New Zealand's Green Party: "State Schools Should Advance Religious Tolerance"

September 4, 2006

Source: Scoop Independent News

http://www.scoop.co.nz/stories/PA0609/S00067.htm

On September 4, 2006 Scoop Independent News reported, "Green MP Keith Locke has concerns that Christian prayers in state school assemblies do not take account of the greater diversity in religious belief that is evident among New Zealanders today. Mr Locke, the Green Party's Human Rights Spokesperson, was responding to the decision to ditch the proposed guidelines for teaching religion in state schools, that would have required parents to give their written consent before their children could take part in religious instruction or events. 'The reality is that fewer New Zealanders now identify with the Christian faith, and are either becoming more diverse in the faith they profess, or are choosing not to profess any faith at all,' Mr Locke says. 'Significant numbers of students come from families that either have no religion, or have another religion. Between 1991 and 2002 there was a threefold increase in the numbers of those professing Islam, while the numbers of New Zealand residents professing the Hindu faith doubled.

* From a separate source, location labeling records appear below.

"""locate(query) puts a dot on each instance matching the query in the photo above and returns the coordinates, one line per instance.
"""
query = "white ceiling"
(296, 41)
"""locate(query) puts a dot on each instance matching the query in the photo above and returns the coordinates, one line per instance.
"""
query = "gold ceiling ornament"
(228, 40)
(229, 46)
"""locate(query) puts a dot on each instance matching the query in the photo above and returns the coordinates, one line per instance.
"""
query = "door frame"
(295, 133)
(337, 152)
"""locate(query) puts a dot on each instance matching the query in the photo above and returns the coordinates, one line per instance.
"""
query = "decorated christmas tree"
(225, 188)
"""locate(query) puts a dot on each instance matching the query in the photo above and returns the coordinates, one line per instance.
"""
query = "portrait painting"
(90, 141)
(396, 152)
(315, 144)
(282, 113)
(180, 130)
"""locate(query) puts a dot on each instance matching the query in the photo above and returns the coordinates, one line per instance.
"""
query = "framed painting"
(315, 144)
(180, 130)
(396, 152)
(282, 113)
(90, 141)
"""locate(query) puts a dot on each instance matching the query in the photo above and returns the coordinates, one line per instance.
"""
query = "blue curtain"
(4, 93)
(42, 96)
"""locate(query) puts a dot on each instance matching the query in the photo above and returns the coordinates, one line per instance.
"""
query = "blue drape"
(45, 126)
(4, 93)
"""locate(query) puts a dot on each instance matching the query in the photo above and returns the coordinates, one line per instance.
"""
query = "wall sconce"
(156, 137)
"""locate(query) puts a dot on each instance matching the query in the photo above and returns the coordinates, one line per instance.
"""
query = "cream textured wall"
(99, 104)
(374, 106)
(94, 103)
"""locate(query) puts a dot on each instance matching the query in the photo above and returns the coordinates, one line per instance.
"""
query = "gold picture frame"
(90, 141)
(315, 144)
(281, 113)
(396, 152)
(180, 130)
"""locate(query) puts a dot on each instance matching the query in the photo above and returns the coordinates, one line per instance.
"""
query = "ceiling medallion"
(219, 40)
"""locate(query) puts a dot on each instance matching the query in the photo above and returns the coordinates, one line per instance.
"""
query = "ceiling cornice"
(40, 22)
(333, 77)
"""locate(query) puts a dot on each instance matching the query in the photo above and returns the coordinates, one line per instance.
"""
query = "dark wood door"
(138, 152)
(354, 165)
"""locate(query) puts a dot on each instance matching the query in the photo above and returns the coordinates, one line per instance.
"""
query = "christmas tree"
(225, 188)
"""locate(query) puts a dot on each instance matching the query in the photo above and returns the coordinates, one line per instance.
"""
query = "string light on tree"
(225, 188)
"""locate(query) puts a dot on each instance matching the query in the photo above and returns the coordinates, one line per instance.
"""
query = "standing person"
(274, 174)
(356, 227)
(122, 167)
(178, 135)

Simultaneously, there has been a huge increase in those professing no faith at all, a category that encompassed some 30 percent of the 2001 census population... It is demeaning for students from non-Christian families to have to say a Christian prayer that they don't believe in, and they are often reluctant to stand out among their peers by using the "opt-out" exemption provisions in school rules... School assemblies should reflect the sort of tolerant and understanding multi-cultural society that we are trying to build,' Mr Locke says."